« Salus publica suprema lex. »Le troisième des quatre premiers premiers tracts de la Rose Blanche a aussi été écrit à l'été 1942 par deux étudiants allemands de Munich : Alexander Schmorell et Hans Scholl. Il s'agit toujours de la réaction spontanée de deux jeunes, essentiellement intellectuelle, face à la politique criminelle du gouvernement de leur temps, à une époque où tant d'Allemands se voilaient la face, mais ce tract appelle plus concrètement à la « résistance passive ».
Toute conception
idéale de l'État est utopie. Un État ne peut pas être édifié d'une façon
purement théorique ; il doit se développer et arriver à maturité comme un
individu. Il ne faut cependant pas oublier qu'à la naissance de chaque
civilisation préexiste une forme de l'État. La famille est aussi vieille que
l'humanité, et c'est en partant de cette première forme d'existence
communautaire que l'homme raisonnable s'est constitué un État devant avoir pour
base la justice, et considérer le bien de tous comme une loi primordiale.
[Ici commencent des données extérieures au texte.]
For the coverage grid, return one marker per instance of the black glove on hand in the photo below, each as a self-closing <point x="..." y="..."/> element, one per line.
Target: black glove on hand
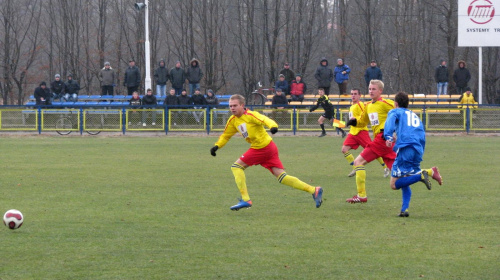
<point x="352" y="122"/>
<point x="213" y="150"/>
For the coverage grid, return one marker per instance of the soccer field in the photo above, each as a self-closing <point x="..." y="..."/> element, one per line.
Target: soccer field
<point x="158" y="208"/>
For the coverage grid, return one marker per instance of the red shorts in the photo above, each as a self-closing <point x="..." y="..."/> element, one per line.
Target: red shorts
<point x="361" y="139"/>
<point x="267" y="157"/>
<point x="376" y="149"/>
L'ordre politique doit présenter une analogie avec l'ordre divin, et la
civitas dei est le modèle absolu dont il lui faut, en définitive, se
rapprocher. Nous ne voulons émettre ici aucun jugement sur les différentes
constitutions possibles : démocratie, monarchie constitutionnelle, royauté,
etc. Ceci seulement sera mis en relief : chaque homme a le droit de vivre dans
une société juste, qui assure la liberté des individus comme le bien de la
communauté. Car Dieu désire que l'homme tende à son but naturel, libre et
indépendant à l'intérieur d'une existence et d'un développement communautaires
; qu'il cherche à atteindre son bonheur terrestre par ses propres forces, ses
aptitudes originales.
Notre « État » actuel
est la dictature du mal. On me répondra peut-être : « Nous le savons depuis
longtemps, que sert-il d'en reparler ? » Mais alors, pourquoi ne vous
soulevez-vous pas, et comment tolérez-vous que ces dictateurs, peu à peu,
suppriment tous vos droits, jusqu'au jour où il ne restera rien qu'une
organisation étatique mécanisée dirigée par des criminels et des salopards ?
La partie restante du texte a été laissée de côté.